Abstract 465 also provided interesting insight regarding the relationship between drug exposure (drug levels) and resistance [5]. Although I50V is a unique mutation characteristically generated by amprenavir, other mutational patterns have been shown to develop with amprenavir therapy. The degree of cross-resistance to other PI is relatively low when I50V alone is present, suggesting that clinical benefit may still be derived from other PIs in patients failing amprenavir. But other amprenavir mutational patterns may show higher degrees of cross-resistance. I54L/M, or V32I + I47V or I84V have all been described, and positions 54 and 84 are known to participate in resistance to many if not all of the currently approved PIs. This study showed that patients receiving lower doses of amprenavir and obtaining lower drug levels often developed the 54 mutational pathway, whereas patients obtaining higher amprenavir levels often developed 50. A possible explanation is that the 50 mutation produces a greater reduction in fitness than the 54, although also conferring a higher level of resistance to amprenavir. Therefore a hypothesis might be that at lower exposure levels the virus may be able to overcome amprenavir with the weaker 54 mutation, while paying a relatively low "price" in fitness, whereas with higher, more potent exposure to amprenavir, it has no choice but to go with the 50 mutation which is now required to overcome amprenavir, although it must pay a higher "price" in fitness. Continued studies looking at drug exposure, resistance, fitness and correlating virologic outcomes are needed to confirm this interesting hypothesis.

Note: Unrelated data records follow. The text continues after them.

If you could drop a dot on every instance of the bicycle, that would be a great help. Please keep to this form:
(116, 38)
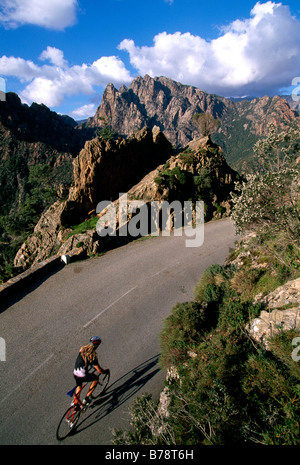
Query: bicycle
(70, 418)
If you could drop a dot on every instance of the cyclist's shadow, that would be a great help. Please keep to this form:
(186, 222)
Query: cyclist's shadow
(119, 392)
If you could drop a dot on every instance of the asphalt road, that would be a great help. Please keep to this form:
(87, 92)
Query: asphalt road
(123, 296)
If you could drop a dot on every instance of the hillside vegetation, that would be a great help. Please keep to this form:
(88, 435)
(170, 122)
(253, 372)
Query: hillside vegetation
(223, 386)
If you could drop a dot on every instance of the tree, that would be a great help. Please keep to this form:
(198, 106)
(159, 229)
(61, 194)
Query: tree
(278, 150)
(268, 202)
(206, 123)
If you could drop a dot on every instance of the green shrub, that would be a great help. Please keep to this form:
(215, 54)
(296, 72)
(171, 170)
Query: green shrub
(182, 330)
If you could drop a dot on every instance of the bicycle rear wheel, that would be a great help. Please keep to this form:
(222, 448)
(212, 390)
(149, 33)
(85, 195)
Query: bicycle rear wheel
(101, 386)
(68, 423)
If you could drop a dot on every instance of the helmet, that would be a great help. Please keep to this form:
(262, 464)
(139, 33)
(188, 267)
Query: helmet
(95, 340)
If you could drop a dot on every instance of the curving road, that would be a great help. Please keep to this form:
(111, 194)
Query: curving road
(123, 296)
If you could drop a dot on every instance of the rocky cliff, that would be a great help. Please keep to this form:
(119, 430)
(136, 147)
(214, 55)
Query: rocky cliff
(105, 169)
(102, 170)
(162, 102)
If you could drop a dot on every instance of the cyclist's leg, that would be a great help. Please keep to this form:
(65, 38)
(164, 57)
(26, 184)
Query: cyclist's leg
(92, 388)
(77, 390)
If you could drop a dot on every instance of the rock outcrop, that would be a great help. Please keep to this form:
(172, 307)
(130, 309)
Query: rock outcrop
(282, 313)
(102, 171)
(165, 103)
(105, 169)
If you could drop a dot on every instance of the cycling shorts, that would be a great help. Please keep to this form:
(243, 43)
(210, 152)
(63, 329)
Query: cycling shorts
(87, 378)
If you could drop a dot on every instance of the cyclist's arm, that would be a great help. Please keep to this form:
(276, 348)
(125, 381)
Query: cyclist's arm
(100, 369)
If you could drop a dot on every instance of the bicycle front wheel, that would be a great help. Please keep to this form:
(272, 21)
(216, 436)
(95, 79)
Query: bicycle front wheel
(101, 386)
(67, 423)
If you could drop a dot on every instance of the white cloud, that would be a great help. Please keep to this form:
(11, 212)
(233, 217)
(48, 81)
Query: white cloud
(257, 55)
(84, 112)
(51, 14)
(52, 83)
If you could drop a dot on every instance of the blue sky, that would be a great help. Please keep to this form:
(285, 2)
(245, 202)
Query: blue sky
(63, 53)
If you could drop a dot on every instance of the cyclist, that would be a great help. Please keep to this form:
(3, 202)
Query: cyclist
(86, 358)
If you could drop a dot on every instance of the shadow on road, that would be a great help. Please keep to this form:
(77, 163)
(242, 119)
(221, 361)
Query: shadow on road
(119, 392)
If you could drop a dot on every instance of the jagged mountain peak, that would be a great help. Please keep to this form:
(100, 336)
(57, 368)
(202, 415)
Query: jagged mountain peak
(170, 105)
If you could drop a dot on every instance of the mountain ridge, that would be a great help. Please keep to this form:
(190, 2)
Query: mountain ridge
(170, 105)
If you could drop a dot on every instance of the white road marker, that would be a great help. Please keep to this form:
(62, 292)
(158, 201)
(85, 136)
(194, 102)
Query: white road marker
(109, 306)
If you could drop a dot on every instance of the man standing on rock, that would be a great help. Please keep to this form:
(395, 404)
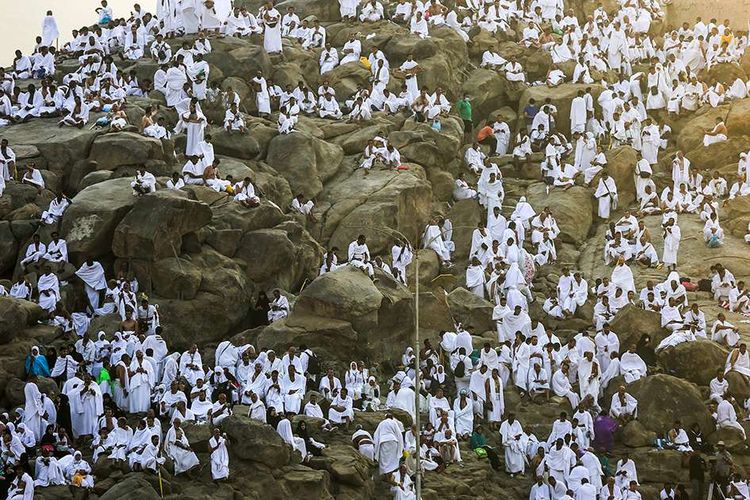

Another abstract regarding amprenavir failure showed that some degree of cross-resistance is actually conferred by I50V to both nelfinavir and ritonavir, although to a much lesser degree than to amprenavir (Abstract 466) [6]. X-ray structure data provided insight into the mechanism. The clinical significance of this is still unknown as we do not know if this low-level resistance would preclude clinical benefit from nelfinavir or ritonavir, but might suggest that these agents may be less effective than others following amprenavir failure.

Both these abstracts and previous studies suggest that patients failing amprenavir may do so as a result of different mutational patterns, and that these patterns may confer cross-resistance to other drugs in varying degree. This would argue for considering resistance testing in patients failing amprenavir before deciding which, if any, PI would be most effective. This may be similar to the observation that patients can fail nelfinavir via either the 30 or 90 pathway (confirmed again in Abstract 453), and therefore resistance testing may be important before choosing the next regimen [7].